Hurricane Dorian represents the destruction of property and the interruption of people’s lives all-along the east coast from Southern Florida north.  We are at peak season for the harvest and the migrant farmworker families stand to lose even more than that.

It is devastation for these families that have little more than nothing and rely only on their strong backs and their belief in the work ethic to survive.  They come out of Florida in the spring and move upstream with the crops all the way north and west to places like New York, Pennsylvania, Michigan, Ohio and Indiana.

Hurricane Dorian threatens their work and their very survival.  I am sure that the farmworker families are on their cell phones checking with each other about what is best to do.

When Dorian was set to hit Puerto Rico, President Trump let out a tirade of vituperations against the island and its people as though it was one of the [expletive] countries he loves to talk about and not Americans like you and me.  His accusations of corruption sound more like a projection of the ills that are descriptive of Donald Trump, his family and those around him.

The people of Puerto Rico are generally lucky that Hurricane Dorian only grazed the island.  Otherwise, it would have been Hurricane Maria and hell to pay again.

The migrant and seasonal farmworkers are not alone as there are many advocacy groups and non-profit agencies that know their plight well.  At the national level, there is UnidosUS headed by Janet Murgia, the largest Latino advocacy organization in the country and farmworker specific agencies like United Farm Workers Union headed by Teresa Romero, MAFO led by Heladio Zavala and Farmworker Justice under the leadership of Bruce Goldstein among others.

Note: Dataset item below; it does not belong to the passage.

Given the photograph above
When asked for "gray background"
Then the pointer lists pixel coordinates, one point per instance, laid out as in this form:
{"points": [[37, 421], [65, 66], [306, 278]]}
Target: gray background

In addition, there are state and local organizations that want to help.  In North Carolina, for example, there is the Association of Mexicans in North Carolina led by Juvencio Rocha Peralta that continues to emphasize service to the famworker community.

Among the prominent migrant education agencies is East Coast Migrant Head Start Project, the largest migrant head start organization in the country that serves over 2,500 children from 2,000 migrant families in 7 states on the east coast.  Its unrestricted funds are used to help these families in times of emergency.

East Coast also sponsored and supported the establishment of the Foundation for Farmworkers on July 19th in Washington, D.C.  It is a national foundation designed to assist farmworker families in ways that advance the American Dream for this unique community.

I remember the life of a migrant farmworker that toiled the land across America making the farm of the time the center piece of much of the rural economy.  Today, farmers are suffering not only from high tariffs, but also from a farmworker shortage of over 1 million.

Our farmworkers on the east coast are mostly immigrants and the majority Mexican.  As such, they fit into the Trump narrative that denies them their proper place in the sequence that takes crops from the fields to our dinner table.

The life of a farmworker, especially a migrant farmworker, is very difficult.  Very little has changed in the last hundred years in terms of housing, transportation and working conditions.

Yet, the farmworkers go about their business cheerfully and happy to find farms and fields ready to be worked, no matter how hard the task.  That is an ethic they bring to an America that sometimes finds the idea distracting.

[Written by David Conde. Published in La Voz Bilingüe on September 4, 2019.]

Dr. David Conde is the President for North America of the Chamber of the Americas.  He currently serves as the President of the ECMHSP Board of Directors and a Contributing Writer to La Voz Bilingüe.